Misconceptions flourish about personal branding, and what actually goes into a brand statement. Your personal brand statement is not a lackluster job description lacing together your functional areas of expertise. Instead, it represents your promise of value to your next employer, and it should generate attraction. It needs to integrate your hard skill sets with your softer ones, indicating who you are and how you use those skills to make things happen.
Branding is not a passing fad. In fact, the process of identifying what differentiates you from your competition has been part of job search, career marketing and resume development for decades. What is personal branding, really?
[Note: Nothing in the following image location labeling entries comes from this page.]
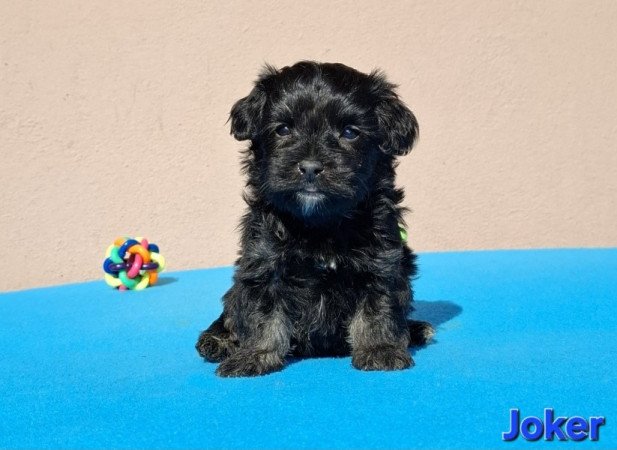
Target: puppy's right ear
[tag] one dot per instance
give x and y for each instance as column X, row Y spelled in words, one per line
column 246, row 114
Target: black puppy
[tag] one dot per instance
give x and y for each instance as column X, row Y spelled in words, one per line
column 322, row 269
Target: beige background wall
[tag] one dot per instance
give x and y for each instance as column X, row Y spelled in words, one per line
column 112, row 121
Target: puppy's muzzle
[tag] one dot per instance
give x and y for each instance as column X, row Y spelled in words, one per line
column 310, row 169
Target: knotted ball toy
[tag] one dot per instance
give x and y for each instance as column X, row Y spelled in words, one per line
column 132, row 264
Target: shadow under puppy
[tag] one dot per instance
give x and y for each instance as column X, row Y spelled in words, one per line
column 322, row 268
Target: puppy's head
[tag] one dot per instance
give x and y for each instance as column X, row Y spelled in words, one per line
column 318, row 133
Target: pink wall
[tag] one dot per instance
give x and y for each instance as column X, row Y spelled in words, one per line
column 112, row 121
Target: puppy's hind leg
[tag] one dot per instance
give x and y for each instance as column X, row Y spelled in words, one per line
column 420, row 333
column 216, row 343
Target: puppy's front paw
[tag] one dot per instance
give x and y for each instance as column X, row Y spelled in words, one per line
column 245, row 363
column 420, row 333
column 214, row 347
column 385, row 357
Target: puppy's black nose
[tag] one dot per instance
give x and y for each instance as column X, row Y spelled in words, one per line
column 310, row 169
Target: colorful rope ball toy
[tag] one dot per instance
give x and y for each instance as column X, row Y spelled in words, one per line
column 132, row 263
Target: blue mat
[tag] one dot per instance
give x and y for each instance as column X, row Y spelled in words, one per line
column 86, row 366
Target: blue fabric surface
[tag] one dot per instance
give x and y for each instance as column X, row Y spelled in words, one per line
column 86, row 366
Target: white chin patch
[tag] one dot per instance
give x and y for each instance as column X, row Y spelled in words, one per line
column 309, row 202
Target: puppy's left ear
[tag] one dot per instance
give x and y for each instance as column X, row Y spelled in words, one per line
column 398, row 126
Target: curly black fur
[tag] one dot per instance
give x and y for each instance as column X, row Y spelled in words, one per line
column 322, row 268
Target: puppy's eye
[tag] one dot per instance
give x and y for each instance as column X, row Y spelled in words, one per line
column 283, row 130
column 350, row 133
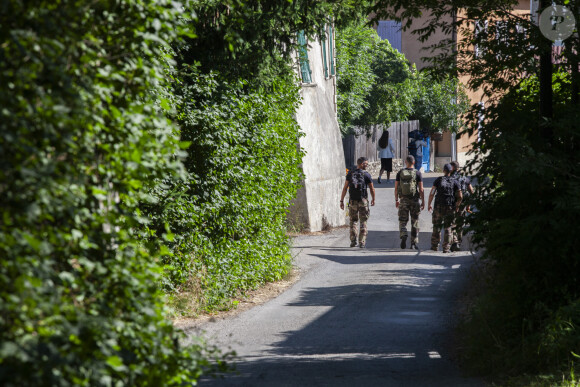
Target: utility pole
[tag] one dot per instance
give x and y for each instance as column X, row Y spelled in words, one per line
column 546, row 93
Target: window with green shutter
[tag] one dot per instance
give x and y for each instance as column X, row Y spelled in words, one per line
column 303, row 55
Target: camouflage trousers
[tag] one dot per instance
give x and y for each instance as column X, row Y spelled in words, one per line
column 411, row 207
column 442, row 219
column 358, row 210
column 458, row 226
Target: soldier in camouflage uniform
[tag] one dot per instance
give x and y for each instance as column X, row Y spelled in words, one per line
column 357, row 182
column 460, row 216
column 446, row 205
column 409, row 205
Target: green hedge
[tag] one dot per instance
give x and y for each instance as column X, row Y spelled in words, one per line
column 228, row 216
column 81, row 138
column 529, row 204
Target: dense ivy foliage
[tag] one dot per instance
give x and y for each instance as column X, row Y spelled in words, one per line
column 236, row 97
column 228, row 214
column 528, row 195
column 81, row 138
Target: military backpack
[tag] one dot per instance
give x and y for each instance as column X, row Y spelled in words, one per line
column 357, row 186
column 408, row 183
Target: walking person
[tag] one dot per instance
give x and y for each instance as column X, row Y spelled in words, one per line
column 408, row 191
column 416, row 145
column 357, row 182
column 448, row 196
column 460, row 217
column 386, row 150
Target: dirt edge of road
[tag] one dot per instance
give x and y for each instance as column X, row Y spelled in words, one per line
column 251, row 299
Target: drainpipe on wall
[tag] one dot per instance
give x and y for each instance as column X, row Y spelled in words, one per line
column 454, row 101
column 453, row 146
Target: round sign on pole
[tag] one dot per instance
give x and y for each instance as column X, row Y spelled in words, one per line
column 557, row 22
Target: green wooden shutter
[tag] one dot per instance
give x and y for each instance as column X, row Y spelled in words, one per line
column 303, row 54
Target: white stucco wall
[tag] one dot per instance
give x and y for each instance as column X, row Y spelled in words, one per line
column 317, row 204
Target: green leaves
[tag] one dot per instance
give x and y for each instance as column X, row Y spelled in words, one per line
column 377, row 86
column 82, row 142
column 228, row 216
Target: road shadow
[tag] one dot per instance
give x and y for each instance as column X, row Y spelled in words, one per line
column 389, row 242
column 392, row 330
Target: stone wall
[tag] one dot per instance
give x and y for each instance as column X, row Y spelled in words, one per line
column 316, row 206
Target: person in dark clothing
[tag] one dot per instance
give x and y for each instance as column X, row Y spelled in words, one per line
column 448, row 196
column 460, row 217
column 408, row 191
column 357, row 182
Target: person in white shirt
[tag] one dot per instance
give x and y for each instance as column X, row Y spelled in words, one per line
column 386, row 153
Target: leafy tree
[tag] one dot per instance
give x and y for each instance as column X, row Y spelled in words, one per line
column 355, row 52
column 525, row 161
column 376, row 86
column 439, row 104
column 236, row 96
column 391, row 96
column 81, row 139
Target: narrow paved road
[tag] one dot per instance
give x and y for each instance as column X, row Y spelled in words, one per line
column 378, row 316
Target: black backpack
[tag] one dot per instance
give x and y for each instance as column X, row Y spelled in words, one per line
column 446, row 191
column 357, row 185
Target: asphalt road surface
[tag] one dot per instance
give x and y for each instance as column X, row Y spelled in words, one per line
column 379, row 316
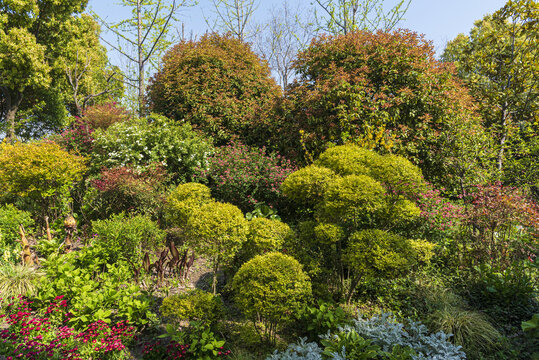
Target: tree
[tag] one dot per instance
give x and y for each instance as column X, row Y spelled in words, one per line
column 358, row 199
column 146, row 34
column 218, row 85
column 217, row 231
column 345, row 16
column 383, row 91
column 498, row 62
column 33, row 86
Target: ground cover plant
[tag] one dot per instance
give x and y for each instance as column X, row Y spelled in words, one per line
column 378, row 207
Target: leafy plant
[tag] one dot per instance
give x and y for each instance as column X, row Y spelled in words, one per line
column 271, row 288
column 17, row 280
column 128, row 237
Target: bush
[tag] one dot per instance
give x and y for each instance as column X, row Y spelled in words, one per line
column 17, row 280
column 383, row 91
column 246, row 176
column 125, row 189
column 195, row 305
column 40, row 172
column 140, row 143
column 128, row 237
column 182, row 200
column 216, row 231
column 10, row 219
column 264, row 236
column 218, row 85
column 271, row 288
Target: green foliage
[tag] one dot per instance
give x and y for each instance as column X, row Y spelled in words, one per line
column 17, row 280
column 41, row 172
column 50, row 58
column 379, row 253
column 124, row 189
column 497, row 62
column 10, row 219
column 308, row 185
column 218, row 85
column 183, row 199
column 128, row 237
column 321, row 319
column 265, row 235
column 216, row 231
column 272, row 288
column 142, row 142
column 402, row 100
column 193, row 305
column 245, row 176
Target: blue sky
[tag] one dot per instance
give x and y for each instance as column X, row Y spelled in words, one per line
column 439, row 20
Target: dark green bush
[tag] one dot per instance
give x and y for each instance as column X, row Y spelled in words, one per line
column 194, row 305
column 128, row 237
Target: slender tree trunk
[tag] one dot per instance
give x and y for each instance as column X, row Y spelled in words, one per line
column 12, row 100
column 503, row 139
column 140, row 60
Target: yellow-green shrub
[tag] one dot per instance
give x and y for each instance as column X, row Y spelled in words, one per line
column 193, row 305
column 41, row 172
column 182, row 200
column 271, row 288
column 216, row 231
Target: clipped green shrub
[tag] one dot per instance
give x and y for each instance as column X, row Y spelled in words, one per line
column 17, row 280
column 128, row 237
column 156, row 139
column 217, row 84
column 216, row 231
column 265, row 235
column 308, row 185
column 41, row 174
column 193, row 305
column 271, row 288
column 470, row 329
column 183, row 199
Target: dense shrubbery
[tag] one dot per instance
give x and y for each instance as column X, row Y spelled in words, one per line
column 218, row 85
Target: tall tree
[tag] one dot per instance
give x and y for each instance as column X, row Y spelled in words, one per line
column 38, row 40
column 499, row 61
column 144, row 37
column 234, row 17
column 344, row 16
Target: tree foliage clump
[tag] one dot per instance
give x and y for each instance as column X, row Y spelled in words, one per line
column 40, row 172
column 218, row 85
column 271, row 288
column 146, row 141
column 383, row 91
column 361, row 213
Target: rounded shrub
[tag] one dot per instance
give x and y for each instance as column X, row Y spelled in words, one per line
column 271, row 287
column 192, row 305
column 128, row 237
column 219, row 85
column 146, row 141
column 246, row 176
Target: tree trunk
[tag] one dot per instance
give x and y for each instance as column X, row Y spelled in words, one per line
column 140, row 60
column 12, row 101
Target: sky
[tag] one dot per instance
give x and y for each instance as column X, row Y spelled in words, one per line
column 439, row 20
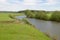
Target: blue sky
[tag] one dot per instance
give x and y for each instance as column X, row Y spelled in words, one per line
column 16, row 5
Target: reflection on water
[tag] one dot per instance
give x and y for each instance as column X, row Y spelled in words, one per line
column 51, row 28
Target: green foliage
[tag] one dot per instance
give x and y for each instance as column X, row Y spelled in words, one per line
column 55, row 16
column 19, row 31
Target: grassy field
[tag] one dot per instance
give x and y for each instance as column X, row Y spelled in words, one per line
column 18, row 31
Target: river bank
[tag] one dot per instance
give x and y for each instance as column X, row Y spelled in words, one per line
column 17, row 30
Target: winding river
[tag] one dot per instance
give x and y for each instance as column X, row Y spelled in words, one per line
column 48, row 27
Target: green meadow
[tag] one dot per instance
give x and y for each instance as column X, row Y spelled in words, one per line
column 18, row 30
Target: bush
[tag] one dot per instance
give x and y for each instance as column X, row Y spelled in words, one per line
column 55, row 16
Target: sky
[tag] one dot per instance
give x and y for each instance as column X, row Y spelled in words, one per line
column 16, row 5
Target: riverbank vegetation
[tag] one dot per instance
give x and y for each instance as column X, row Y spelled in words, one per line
column 43, row 15
column 11, row 29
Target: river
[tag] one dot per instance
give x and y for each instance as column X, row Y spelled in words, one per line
column 48, row 27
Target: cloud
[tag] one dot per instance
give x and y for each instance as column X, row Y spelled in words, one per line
column 3, row 1
column 30, row 2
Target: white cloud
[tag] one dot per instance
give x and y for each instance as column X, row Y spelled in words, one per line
column 30, row 2
column 51, row 2
column 3, row 1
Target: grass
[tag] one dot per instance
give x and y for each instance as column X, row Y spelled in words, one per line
column 5, row 16
column 19, row 31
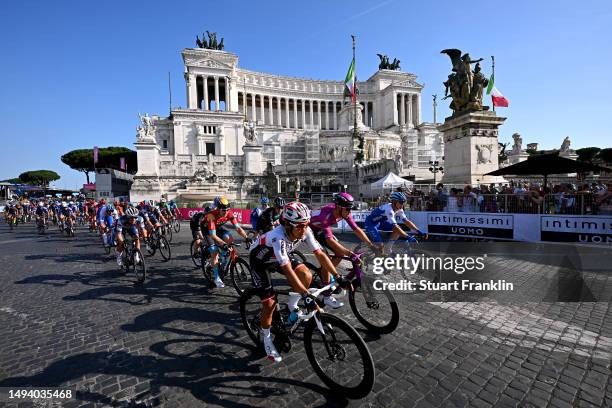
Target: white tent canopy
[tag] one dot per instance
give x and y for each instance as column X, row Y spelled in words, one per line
column 390, row 181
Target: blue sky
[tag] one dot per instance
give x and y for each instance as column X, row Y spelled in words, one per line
column 76, row 73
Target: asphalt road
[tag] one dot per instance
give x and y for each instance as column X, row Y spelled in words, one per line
column 70, row 319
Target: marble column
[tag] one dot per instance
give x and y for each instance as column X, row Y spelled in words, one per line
column 310, row 105
column 410, row 122
column 395, row 119
column 192, row 91
column 418, row 112
column 205, row 86
column 217, row 93
column 253, row 108
column 228, row 94
column 263, row 110
column 335, row 113
column 403, row 109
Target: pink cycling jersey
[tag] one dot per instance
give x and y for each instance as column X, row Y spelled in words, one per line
column 323, row 219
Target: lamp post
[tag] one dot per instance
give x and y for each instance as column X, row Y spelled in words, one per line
column 435, row 168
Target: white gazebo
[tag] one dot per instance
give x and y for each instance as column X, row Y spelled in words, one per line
column 389, row 182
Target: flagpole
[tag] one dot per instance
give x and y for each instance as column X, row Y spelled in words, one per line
column 493, row 68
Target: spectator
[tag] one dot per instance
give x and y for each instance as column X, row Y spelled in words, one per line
column 453, row 201
column 604, row 201
column 470, row 199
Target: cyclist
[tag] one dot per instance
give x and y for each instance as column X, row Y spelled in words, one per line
column 110, row 217
column 100, row 212
column 126, row 222
column 216, row 236
column 329, row 215
column 272, row 251
column 384, row 218
column 270, row 217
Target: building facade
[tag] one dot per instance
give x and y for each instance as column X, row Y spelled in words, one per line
column 244, row 132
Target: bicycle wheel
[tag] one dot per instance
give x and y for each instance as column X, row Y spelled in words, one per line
column 207, row 270
column 164, row 248
column 196, row 255
column 241, row 275
column 151, row 244
column 339, row 356
column 250, row 313
column 376, row 310
column 138, row 266
column 299, row 256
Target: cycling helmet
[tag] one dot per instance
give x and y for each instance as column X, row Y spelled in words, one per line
column 295, row 213
column 221, row 202
column 344, row 200
column 279, row 202
column 397, row 196
column 131, row 212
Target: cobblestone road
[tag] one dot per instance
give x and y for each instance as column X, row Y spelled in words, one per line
column 69, row 318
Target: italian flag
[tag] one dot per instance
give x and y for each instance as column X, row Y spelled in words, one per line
column 496, row 96
column 349, row 81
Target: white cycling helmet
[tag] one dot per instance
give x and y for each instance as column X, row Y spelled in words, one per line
column 295, row 213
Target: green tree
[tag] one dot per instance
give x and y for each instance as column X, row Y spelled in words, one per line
column 110, row 157
column 39, row 177
column 605, row 155
column 16, row 180
column 80, row 160
column 587, row 154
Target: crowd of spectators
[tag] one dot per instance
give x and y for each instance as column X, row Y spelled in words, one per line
column 520, row 197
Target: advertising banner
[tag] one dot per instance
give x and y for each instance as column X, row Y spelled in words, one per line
column 241, row 215
column 575, row 228
column 476, row 225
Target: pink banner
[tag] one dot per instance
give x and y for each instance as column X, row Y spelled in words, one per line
column 242, row 216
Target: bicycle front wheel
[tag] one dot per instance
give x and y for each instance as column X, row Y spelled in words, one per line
column 250, row 313
column 339, row 356
column 196, row 254
column 241, row 275
column 164, row 249
column 376, row 310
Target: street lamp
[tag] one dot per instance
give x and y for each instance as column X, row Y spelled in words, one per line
column 435, row 168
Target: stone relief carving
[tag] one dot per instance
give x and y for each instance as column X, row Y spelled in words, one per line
column 485, row 152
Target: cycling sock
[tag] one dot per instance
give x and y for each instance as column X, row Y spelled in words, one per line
column 293, row 301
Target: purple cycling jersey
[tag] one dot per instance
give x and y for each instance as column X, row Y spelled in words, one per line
column 323, row 219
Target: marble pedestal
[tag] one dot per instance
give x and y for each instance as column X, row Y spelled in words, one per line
column 471, row 148
column 253, row 159
column 146, row 184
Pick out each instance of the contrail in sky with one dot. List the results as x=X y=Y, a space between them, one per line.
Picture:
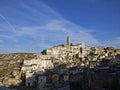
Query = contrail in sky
x=7 y=22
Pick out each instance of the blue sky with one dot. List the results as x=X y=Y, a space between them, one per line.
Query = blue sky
x=35 y=25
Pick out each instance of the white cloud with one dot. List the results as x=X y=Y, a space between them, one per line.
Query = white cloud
x=114 y=42
x=49 y=27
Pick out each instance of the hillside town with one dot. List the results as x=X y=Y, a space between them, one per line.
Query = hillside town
x=63 y=67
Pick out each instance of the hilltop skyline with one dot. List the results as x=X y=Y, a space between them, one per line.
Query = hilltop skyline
x=34 y=25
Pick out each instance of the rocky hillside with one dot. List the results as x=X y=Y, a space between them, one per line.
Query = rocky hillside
x=12 y=62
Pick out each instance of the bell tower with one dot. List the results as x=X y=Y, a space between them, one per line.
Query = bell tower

Simply put, branding in job search is a way to uncover, define, and communicate your unique ROI (Return on Investment) value to your target employers, based on their needs.
Understand first that we all already have a personal brand or reputation. Everyone is known for their own unique set of strengths, passions and characteristics, those things that drive us at work and in life. Maybe you haven’t thought about the defining attributes that differentiate you from everyone else? Spend some time uncovering your personal brand. Have the courage to embrace the things that make you unique. What distinguishes you from your peers is exactly the message that will hit home with the decision makers you are trying to influence.
If you are not actually an expert in your field, do not mislead people in your brand messaging. When push comes to shove, you will not be able to live up to the expectation and then you will have blemished your reputation by bragging embellished claims. You may call branding “boasting about yourself,” but it is really all about being truthful about the best you have to offer. If you have accomplished great things, you would be prudent to let your target employers know about it, without exaggeration.
To put your brand to work for you in your job search, you will need to pull together all the pieces that make up your value proposition in the marketplace. A vibrant personal brand statement makes it that much easier for those considering you to get an indication of whether you will be a suitable fit for their organization.
Your personal brand statement should become part of your online and offline career marketing communications, at the top of your resume or career bio and in your online profiles. And do not forget to “brand-charge” your email signature by including a condensed version as a tagline.
Take the time to do the authentic branding work and bring out the personal. Don’t be afraid to be you, generate chemistry and differentiate yourself in your resume, LinkedIn profile and all other career marketing communications. Emphasize the things that make you the best hiring choice for your target employers. Distinction captures attention and resonates much better than likeness ever will.